Feds send another to jail for refusing to testify before online gambling Grand Jury
The land of the free again failed to live up to its name this week as another online gambler was sent to jail for refusing to testify before a Grand Jury investigating online gambling in Kansas City.
Nicholas Zicarelli became the 10th person jailed for declining to testify, his lawyer, Kenneth Hensley, said at a contempt hearing in Kansas City.
Zicarelli was merely a customer of a gambling operation that federal authorities are investigating. His legal representative asked U.S. District Judge Greg Kays to grant a two-week recess and compel prosecutors to produce evidence showing that Zicarelli was something more than a casual gambler.
“He’s a law-abiding citizen who doesn’t want to be dragged into this investigation,” the lawyer emphasised.
Zicarelli had earlier invoked his 5th Amendment right not to give evidence that would tend to show that he had committed a crime after he was ordered to appear before the Grand Jury last month. A judge then gave him immunity from prosecution, but Zicarelli persisted in his refusal.
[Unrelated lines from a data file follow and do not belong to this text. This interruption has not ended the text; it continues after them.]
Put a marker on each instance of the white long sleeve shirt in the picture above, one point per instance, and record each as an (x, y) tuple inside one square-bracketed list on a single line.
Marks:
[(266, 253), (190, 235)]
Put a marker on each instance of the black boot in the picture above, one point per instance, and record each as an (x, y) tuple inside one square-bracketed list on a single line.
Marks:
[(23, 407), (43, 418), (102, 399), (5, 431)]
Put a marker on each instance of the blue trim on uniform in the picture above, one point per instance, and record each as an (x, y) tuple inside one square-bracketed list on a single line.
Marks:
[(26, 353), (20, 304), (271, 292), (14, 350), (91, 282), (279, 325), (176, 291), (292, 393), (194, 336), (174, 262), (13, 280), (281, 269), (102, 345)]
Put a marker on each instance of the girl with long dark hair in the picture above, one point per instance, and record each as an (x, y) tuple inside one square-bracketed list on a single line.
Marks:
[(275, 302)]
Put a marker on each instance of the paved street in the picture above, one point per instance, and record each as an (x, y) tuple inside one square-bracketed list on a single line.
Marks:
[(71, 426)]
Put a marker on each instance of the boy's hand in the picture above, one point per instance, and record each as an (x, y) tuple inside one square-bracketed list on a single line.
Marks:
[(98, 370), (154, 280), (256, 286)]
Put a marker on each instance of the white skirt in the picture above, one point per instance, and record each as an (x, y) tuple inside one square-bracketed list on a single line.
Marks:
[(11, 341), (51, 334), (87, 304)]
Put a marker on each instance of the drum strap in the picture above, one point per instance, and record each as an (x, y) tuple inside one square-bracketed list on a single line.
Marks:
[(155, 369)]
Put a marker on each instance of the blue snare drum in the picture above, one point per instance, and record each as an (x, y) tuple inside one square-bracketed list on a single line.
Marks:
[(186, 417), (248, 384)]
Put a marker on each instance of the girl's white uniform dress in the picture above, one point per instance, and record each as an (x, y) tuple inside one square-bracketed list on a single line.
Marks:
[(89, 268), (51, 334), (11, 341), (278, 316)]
On Monday, Kays found him in contempt and committed him to detention for up to 18 months or until he agreed to tell what he knows to the grand jury.
Arguing against the 5th Amendment application from the witness, Assistant U.S. Attorney Paul Becker said the grand jury has a right to hear evidence about violations of U.S. laws.
“A law-abiding citizen has to make a decision,” Becker said. “Do I obey the law, or do I protect my bookmaker?”
After the hearing, Zicarelli’s father, Anthony Zicarelli, confronted Becker in a courthouse hallway and challenged him to investigate more serious crimes.
“It’s amazing how much power you have to destroy my son’s life,” Anthony Zicarelli said. “You’re putting all these young kids in jail.”
Becker listened to the criticism without comment and returned to his office.
Local media report that Judge Kays jailed three other men under similar circumstances in August this year.
Those jailed for refusing to testify could be released earlier if the grand jury completes its probe, if they decide to testify or if the jury completes its term, officials said.